Tom Nelson. Work Matters: Connecting Sunday Worship to Monday Work. Wheaton: Crossway, 2011. 224 pp. $15.99.
Ever since Cornel West’s influential study Race Matters almost 20 years ago, a litany of titled imitations have appeared across a range of subjects as diverse as sports, culture, hip hop, health, narrative, taste, and now work. The eloquent playfulness of the double entendre is in its communication of, as West says, “what race matters have meant to the American past and how much race matters in the American present.” In West’s view, neglecting to keep both of these matters together results in a truncation of responsible discourse on the thorny issue of race. Race matters together with race matters, therefore, proves a useful bilateral framework and language to understand the “multilayered crisis” of race.
Though pastor Tom Nelson never refers to the discussion of Cornel West, the allusion to the book’s title is revealing both at the level of his constructive project and in valuations of the volume. Work is a complex phenomenon, and, as West suggested with issues of race, if we neglect to keep both of these matters in view we are left with a truncated understanding of work. In what follows, then, we will proceed by first summarizing Nelson’s volume and then proceed to offer a critique of this insightful book through West’s bilateral framework.
This is where the stress of Nelson’s emphasis rests: viz., that work matters. Nelson believes that “how we view our work and how we do our work matters a great deal more than we might imagine” (p.14). The work we do “shapes us and the world around us,” and our work should contribute positively “to the common good” (p.14). Notions of the common good are a recurrent theme as Nelson, deeply influenced by James Davison Hunter, sets vocation within a wider set of questions coordinated by what it means to be “a faithful presence in our workplace?” (p.17). More importantly, for Nelson, understanding the whole-world implications and effects of the gospel demonstrates the Christian life to be marked by a “seamless faith” that faithfully integrates faith and work (p.15). These two complementary themes—that of a seamless faith faithfully present at work—are traced through ten chapters.

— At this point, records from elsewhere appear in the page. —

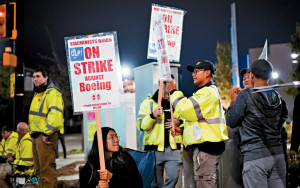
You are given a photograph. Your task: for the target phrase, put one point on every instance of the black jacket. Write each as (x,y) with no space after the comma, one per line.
(126,175)
(295,142)
(261,116)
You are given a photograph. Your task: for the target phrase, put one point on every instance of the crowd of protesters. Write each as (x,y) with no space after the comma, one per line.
(254,121)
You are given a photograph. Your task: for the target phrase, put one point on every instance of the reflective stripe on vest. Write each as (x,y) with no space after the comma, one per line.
(196,108)
(51,128)
(176,101)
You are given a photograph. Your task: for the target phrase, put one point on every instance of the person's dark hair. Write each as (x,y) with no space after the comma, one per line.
(43,70)
(118,159)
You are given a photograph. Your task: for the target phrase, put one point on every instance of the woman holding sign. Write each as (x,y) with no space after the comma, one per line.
(121,169)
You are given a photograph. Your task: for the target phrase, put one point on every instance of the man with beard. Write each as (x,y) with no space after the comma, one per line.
(45,120)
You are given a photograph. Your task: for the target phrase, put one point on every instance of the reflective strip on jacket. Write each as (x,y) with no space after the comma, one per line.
(24,155)
(154,128)
(203,114)
(10,144)
(46,111)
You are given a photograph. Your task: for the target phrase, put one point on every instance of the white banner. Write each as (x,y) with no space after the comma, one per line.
(94,71)
(173,22)
(161,48)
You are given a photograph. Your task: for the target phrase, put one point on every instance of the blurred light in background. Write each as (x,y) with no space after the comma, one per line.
(275,75)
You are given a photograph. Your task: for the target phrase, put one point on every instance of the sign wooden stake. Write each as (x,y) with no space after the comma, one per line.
(100,140)
(173,126)
(160,93)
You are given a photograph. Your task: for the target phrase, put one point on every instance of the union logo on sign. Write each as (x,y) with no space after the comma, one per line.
(76,54)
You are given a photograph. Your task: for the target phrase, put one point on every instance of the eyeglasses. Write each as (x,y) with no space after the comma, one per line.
(196,71)
(114,138)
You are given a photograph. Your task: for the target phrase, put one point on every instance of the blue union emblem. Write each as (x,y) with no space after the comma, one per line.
(76,54)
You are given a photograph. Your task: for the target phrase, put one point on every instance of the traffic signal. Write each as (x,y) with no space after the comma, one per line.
(9,59)
(8,20)
(2,20)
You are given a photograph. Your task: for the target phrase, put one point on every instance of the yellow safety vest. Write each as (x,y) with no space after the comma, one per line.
(24,155)
(203,114)
(154,128)
(46,111)
(10,144)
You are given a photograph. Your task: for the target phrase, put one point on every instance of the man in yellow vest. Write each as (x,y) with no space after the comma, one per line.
(9,142)
(156,123)
(8,148)
(23,159)
(45,120)
(204,127)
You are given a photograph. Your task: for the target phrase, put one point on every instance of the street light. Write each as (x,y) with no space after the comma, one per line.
(275,75)
(294,57)
(126,72)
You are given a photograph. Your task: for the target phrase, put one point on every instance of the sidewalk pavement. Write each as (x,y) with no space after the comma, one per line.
(72,142)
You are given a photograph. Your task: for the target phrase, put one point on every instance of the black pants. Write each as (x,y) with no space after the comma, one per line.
(61,137)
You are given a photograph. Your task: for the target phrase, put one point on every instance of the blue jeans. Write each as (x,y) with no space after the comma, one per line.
(170,161)
(266,172)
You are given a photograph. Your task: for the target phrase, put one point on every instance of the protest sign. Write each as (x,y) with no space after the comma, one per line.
(94,71)
(161,49)
(163,61)
(173,22)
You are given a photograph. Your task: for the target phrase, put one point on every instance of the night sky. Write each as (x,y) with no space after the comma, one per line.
(206,22)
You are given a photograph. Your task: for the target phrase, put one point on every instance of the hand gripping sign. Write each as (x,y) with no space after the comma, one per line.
(95,79)
(172,23)
(163,61)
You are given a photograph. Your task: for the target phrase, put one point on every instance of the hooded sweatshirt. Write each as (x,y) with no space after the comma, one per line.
(261,116)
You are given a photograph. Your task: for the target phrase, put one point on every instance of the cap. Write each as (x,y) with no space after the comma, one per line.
(244,71)
(262,69)
(206,65)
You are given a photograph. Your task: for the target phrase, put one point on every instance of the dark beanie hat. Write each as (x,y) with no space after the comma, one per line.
(6,128)
(262,69)
(104,131)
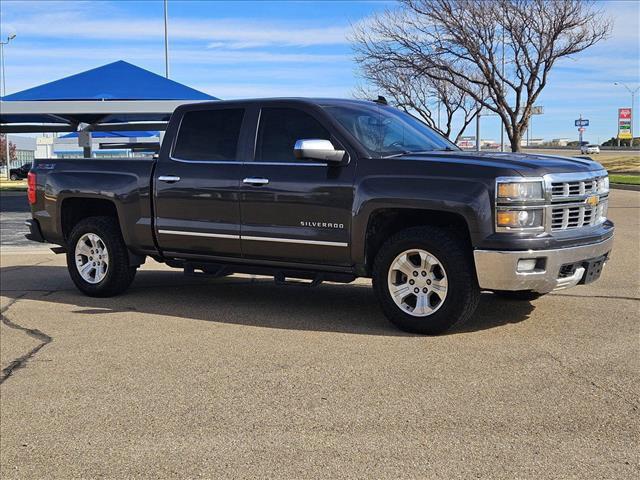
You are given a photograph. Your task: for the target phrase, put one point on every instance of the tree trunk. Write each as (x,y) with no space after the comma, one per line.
(515,138)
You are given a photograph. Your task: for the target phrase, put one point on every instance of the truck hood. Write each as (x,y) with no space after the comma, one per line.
(525,164)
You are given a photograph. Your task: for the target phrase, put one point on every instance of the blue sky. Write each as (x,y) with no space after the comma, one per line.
(254,49)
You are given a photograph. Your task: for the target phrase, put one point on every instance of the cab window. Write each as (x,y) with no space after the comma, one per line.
(209,135)
(279,130)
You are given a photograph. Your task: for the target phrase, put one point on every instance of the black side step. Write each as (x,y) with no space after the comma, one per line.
(281,276)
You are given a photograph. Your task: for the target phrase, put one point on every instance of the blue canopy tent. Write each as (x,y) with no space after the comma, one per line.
(116,96)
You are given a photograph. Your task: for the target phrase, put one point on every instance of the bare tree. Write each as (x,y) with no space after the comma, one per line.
(419,95)
(498,52)
(3,150)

Chapter one, “Created to Work,” heads Nelson’s reflections on work by arguing, predictably, that “we have been designed not only to rest and play but also to work” (p.20). Nelson, however, is convinced that we “need to rethink how we think about our work” (p.29), as work must be viewed “within a theological framework” (p.24). Nelson anchors this line of thought via a reading of Genesis, seeing a dual focus of the creational account. First, “humans are designed by God to exercise proper dominion over creation, which is a divinely delegated stewardship role”; and, second, “humans are designed by God to be his image-bearers, to uniquely reflect who God is to his good world” (p.21). As such, a “slothful Christian is a contradiction in terms” (p. 23) as the call of Christ compels us to “contribute to God’s good world” (p.24). Intriguingly, Nelson sees an “incompleteness” to God’s creation and hence a need for “our specific human contribution to God’s ongoing creation and to the common good” (p.24). There is thus a vertical and horizontal dimension to work that encompasses a “seamless way of living”: an “integral fabric of Christian vocation” (p.27).

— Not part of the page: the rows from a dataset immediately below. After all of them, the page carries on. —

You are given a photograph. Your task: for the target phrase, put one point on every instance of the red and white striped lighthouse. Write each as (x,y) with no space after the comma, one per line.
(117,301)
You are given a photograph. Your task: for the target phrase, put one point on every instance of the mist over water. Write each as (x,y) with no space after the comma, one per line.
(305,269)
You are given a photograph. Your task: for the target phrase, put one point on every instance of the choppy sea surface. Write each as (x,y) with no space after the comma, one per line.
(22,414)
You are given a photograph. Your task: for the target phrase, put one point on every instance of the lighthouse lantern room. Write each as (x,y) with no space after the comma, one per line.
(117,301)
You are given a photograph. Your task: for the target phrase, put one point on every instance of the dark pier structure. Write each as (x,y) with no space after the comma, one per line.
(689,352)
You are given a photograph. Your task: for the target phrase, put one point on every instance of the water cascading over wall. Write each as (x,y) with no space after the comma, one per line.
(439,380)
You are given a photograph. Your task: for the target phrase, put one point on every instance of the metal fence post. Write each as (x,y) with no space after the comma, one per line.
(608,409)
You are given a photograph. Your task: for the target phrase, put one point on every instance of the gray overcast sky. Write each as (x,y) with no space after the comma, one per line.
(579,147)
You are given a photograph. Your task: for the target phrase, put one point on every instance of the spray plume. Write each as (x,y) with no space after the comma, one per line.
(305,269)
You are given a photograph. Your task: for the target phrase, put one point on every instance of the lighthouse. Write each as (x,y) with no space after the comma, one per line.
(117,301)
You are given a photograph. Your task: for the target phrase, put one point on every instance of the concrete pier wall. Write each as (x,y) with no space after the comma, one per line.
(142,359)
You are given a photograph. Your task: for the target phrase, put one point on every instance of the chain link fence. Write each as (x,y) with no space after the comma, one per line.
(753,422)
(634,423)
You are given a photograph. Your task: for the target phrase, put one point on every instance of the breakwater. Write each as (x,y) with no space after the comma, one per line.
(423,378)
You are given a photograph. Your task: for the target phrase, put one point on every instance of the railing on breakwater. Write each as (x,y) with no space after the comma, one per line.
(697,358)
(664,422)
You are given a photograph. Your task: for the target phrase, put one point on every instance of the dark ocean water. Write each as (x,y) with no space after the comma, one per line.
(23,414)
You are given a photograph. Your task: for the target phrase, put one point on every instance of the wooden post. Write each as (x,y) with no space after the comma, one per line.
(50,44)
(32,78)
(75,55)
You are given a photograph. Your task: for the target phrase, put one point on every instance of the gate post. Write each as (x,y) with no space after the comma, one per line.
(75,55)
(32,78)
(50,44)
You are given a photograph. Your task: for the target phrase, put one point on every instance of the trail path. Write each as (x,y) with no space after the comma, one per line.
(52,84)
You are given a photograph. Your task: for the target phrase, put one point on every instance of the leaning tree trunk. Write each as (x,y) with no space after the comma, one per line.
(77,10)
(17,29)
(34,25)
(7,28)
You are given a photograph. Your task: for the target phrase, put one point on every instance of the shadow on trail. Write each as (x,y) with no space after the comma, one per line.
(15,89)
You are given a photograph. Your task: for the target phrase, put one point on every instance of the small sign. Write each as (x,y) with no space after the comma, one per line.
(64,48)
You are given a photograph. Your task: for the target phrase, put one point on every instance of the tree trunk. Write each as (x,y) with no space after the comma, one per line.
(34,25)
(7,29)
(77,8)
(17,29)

Because the workplace and work itself within our current inhabitation “are not as God designed them to be” (p.30) there are vocational stresses and strife. Work, however, “is not a result of the fall”—though it “was profoundly impacted” by it (p.37). This is the aim of chapter two, “Is Work a Four-Letter Word?”: viz., to highlight the “new dimension” of work introduced by the curse where as a result “the very nature and context of human work has fundamentally changed” (p.38). I thought this was one of the more salient observations in the book. The challenge to any strong theology of vocation is the ugly realities of systemic and structural corruption (p.40). Nelson thus warns against the delusions of the so-called “perfect job” as such a scenario “is not only unrealistic, it is theologically untenable” (p.47). Though we will return to these observations in the next section, the realities of our vocational participation within an environment of corruption proves an added complexity to what it means to think theologically about work.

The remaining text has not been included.